Karaali, hayalinin peşinden giderek derece yaptığı Genç Caz Vokal Yarışması'yla Türkiye'yi, Letonya'nın başkenti Riga'da düzenlenen Jazz Stage Yarışması'nda temsil edecek. Yakın arkadaşlarıyla beraber kurduğu müzik grubu JAPA ile müzik hayatına devam ederken biz de Çağla Karaali'yle buluşarak hikayesini konuştuk.
- Herkes öğrenmek için okula gidiyor siz ise "Öğrenmek için okulu bıraktım" demişsiniz. Okulu neden bıraktınız?
- Kendime vakit ayırmak, en başta da günün sekiz saati okula gidip programda ne varsa onu yapmak değil, kendi öğrenmek istediklerimi öğrenebilmek için bıraktım okulu.
- Okulu bırakmanın size nasıl etkileri oldu?
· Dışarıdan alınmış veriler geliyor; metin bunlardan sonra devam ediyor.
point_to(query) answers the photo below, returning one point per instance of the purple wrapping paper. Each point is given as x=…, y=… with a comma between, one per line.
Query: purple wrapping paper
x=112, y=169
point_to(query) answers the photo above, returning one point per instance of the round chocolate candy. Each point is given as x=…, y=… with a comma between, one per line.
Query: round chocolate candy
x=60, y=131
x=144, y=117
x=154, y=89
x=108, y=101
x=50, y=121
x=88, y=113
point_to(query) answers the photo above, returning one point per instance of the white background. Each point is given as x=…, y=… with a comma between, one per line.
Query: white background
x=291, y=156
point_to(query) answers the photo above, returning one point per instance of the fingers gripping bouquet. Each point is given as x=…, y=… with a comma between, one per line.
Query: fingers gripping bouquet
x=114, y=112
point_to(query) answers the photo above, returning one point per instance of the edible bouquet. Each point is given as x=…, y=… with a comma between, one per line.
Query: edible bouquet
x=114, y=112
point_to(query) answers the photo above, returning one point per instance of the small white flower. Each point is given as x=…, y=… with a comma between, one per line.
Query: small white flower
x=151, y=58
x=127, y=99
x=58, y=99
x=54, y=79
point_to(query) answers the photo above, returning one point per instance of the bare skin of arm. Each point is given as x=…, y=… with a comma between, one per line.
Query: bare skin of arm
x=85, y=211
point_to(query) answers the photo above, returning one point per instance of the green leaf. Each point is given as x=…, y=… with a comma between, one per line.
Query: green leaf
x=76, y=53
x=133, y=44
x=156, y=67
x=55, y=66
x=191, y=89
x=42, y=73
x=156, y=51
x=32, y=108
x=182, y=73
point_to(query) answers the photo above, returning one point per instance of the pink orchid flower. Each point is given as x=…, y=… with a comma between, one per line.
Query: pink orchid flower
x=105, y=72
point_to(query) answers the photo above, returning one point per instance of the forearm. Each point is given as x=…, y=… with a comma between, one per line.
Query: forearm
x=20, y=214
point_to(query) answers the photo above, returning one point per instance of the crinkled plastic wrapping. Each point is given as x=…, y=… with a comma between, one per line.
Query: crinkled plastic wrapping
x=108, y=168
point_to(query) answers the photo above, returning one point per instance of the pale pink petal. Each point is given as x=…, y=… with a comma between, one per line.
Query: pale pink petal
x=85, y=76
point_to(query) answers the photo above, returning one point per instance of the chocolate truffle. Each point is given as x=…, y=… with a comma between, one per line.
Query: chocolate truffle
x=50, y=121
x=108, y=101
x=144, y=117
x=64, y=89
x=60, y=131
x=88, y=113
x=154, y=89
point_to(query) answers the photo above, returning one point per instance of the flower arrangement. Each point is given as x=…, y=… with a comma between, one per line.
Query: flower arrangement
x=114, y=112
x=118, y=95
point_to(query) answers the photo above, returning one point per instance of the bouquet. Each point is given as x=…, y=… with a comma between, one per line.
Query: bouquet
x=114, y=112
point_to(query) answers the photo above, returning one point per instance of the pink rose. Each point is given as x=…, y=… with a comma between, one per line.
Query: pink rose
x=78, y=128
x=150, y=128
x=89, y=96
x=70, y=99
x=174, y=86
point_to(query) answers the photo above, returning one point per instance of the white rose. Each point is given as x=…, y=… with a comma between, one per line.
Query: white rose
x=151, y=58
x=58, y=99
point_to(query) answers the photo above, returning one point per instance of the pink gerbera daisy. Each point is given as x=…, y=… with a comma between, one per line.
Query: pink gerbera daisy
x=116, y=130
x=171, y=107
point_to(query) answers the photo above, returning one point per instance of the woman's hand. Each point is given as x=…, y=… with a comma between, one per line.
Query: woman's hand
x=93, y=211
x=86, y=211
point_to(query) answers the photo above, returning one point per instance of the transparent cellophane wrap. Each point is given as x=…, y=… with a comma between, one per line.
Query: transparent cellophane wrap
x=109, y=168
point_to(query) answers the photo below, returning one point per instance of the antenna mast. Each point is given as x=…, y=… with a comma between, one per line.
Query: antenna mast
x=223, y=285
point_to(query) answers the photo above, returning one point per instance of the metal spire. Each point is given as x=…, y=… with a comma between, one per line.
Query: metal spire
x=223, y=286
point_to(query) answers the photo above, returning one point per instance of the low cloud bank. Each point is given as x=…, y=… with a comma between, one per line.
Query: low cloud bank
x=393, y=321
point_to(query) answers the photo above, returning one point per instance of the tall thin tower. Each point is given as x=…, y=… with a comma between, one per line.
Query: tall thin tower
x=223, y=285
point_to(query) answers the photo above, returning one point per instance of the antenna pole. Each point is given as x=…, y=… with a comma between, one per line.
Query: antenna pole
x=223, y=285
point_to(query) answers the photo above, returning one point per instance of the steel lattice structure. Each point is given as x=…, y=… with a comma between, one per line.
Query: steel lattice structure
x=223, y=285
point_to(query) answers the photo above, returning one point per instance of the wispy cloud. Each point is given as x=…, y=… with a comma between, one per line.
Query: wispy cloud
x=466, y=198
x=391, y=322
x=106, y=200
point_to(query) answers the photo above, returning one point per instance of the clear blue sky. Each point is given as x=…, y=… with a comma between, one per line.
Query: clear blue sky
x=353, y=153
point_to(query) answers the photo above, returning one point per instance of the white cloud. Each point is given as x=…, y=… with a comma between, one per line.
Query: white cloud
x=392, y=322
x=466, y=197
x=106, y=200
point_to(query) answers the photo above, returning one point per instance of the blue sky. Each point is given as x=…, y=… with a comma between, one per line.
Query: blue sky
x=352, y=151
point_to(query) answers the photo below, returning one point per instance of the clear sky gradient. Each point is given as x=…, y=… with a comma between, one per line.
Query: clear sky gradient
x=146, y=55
- Sabah kalktığımda o günü nasıl geçirmek istiyorsam, o gün neler çalışmak istiyorsam günümü öyle planlayabiliyorum ve vaktimi daha verimli kullanabiliyorum.
- Okulu bırakmanıza ailenizin ve çevrenizin tepkisi nasıl oldu?
- Genel olarak ailem destek çıktı. Çevremin tepkisi ise değişkendi "Çok doğru bir karar verdin" diyerek beni destekleyenler ve kararımın kendilerine çok yanlış geldiğini belirtenler de oldu. Arkadaşlarımın çoğu da destek oldular...
- Kendinizi müziğin içinde bulma süreci nasıl gelişti?
- İlk olarak gitar dersleri aldım Dört yaşımdayken fakat bir yandan da hep şarkı söylemek istiyordum. Daha sonra altı yaşımda konservatuvara girdim ama bir sene sonra oradan çıkmak istedim çünkü klasik müzik odaklı ve çok disiplinli bir eğitim vardı yaşım da küçük olunca kaldıramadım. Sonrasında caz vokal ilgimi çekmeye başladı ve standartlar üzerine yöneldim. Bahçeşehir Üniversitesi Caz Sertfika Programı'na girerek Cem Aksel'den davul dersleri almaya başladım, bir süredir hem davul çalıp hem de vokal yapıyorum.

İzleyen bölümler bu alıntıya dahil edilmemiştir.